Deploy SMS operation monitoring visualization platform using TDengine and Grafana

The author | Malone, fusion, senior engineer of communication

Introduction: Fusion Communication Technology (Tianjin) Co., Ltd. is a domestic first-class enterprise mobile new communication business platform technology and application solution provider. The cloud communication service platform integrates SMS, MMS, voice, traffic and virtual agent, integrates the three major operators and Internet IP network, and is committed to providing first-class mobile new communication business platform and operation services for domestic and foreign enterprises.

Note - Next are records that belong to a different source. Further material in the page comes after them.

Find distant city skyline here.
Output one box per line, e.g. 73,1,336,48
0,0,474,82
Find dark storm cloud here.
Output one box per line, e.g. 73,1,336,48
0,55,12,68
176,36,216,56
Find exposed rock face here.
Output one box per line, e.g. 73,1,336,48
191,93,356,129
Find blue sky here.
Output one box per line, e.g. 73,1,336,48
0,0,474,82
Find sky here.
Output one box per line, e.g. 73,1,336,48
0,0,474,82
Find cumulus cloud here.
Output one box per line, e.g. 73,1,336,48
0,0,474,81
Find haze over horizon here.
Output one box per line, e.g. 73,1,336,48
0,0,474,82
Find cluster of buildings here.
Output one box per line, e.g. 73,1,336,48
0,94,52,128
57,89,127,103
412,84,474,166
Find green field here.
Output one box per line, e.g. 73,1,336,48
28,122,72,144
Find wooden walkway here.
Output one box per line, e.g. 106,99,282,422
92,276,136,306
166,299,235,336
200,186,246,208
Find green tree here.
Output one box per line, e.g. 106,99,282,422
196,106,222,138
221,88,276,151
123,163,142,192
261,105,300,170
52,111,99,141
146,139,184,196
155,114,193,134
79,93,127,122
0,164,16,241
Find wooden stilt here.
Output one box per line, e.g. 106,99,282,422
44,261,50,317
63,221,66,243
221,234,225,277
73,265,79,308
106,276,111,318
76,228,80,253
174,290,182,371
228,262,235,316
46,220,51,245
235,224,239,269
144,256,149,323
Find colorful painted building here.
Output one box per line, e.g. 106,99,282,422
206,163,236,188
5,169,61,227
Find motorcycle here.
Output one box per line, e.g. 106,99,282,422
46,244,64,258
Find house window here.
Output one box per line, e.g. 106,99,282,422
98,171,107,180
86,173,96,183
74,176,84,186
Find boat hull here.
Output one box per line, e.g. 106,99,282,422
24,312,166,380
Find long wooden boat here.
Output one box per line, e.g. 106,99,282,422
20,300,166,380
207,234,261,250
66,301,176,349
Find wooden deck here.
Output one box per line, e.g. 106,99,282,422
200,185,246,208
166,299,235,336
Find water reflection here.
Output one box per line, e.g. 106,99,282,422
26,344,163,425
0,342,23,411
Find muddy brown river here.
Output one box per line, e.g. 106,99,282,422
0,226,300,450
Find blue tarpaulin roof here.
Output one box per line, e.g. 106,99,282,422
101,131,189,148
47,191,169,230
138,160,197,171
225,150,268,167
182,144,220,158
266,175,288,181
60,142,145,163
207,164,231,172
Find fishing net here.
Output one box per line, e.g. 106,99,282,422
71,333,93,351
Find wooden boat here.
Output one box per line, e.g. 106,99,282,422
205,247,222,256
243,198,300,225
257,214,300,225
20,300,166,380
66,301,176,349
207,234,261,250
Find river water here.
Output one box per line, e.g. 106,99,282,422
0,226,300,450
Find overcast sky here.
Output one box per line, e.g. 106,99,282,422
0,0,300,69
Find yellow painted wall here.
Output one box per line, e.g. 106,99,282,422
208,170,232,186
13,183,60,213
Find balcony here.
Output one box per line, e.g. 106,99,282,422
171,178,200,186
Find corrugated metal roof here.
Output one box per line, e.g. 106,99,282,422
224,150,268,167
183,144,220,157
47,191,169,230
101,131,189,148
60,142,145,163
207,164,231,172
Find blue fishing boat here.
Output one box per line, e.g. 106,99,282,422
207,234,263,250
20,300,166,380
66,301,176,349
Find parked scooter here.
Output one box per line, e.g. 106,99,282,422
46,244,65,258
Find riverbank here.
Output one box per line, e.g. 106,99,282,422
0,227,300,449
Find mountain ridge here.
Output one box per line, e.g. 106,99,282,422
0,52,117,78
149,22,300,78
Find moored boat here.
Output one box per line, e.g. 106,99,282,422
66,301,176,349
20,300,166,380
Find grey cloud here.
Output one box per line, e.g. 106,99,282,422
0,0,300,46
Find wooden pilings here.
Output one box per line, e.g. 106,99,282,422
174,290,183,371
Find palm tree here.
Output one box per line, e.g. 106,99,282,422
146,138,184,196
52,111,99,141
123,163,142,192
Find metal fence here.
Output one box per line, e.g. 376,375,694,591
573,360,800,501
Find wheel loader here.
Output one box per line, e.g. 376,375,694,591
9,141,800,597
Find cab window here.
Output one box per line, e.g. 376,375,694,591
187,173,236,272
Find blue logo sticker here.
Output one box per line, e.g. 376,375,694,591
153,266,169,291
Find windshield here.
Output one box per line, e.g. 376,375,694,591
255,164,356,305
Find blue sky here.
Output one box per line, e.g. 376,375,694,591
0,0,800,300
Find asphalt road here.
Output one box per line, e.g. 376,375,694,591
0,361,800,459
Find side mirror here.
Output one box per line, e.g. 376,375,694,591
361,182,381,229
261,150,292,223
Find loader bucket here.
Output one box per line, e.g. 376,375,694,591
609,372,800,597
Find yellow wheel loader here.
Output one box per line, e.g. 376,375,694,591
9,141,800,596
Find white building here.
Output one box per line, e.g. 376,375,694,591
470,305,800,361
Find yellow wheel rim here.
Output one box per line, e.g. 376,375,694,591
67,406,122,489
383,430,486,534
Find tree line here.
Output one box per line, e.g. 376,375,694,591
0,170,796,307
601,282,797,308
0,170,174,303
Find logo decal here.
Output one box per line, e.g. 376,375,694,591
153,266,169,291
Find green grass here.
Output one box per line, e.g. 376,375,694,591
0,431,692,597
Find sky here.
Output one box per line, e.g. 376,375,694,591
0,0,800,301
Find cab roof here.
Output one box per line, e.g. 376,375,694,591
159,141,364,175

The main business of the company is to provide SMS services to corporate customers, and there is a strong internal operation monitoring platform. The daily SMS traffic is huge, so the monitoring platform needs to use the time series database to make statistics and monitor the massive SMS sent by geographical region, operator, receiving status and other categories. Previously using InfluxDB, queries with slightly longer time spans (such as a month’s worth of data) are very slow. After open sourcing TDengine, I knew about this awesome guy, so I tried TDengine.

After understanding the basic functions, I launched the monitoring system of TDengine version. However, I found that “group by” was not possible in Grafana, and only where statements could be written to put multiple SMS status data into a dashboard, as shown in the figure:

If there are more WHERE conditions, this approach is too clumsy and inflexible.

So, began to carefully study the official documents, understand “super table”, “continuous query” and so on, in this process encountered many problems, here to make a record (test environment, data is simulated).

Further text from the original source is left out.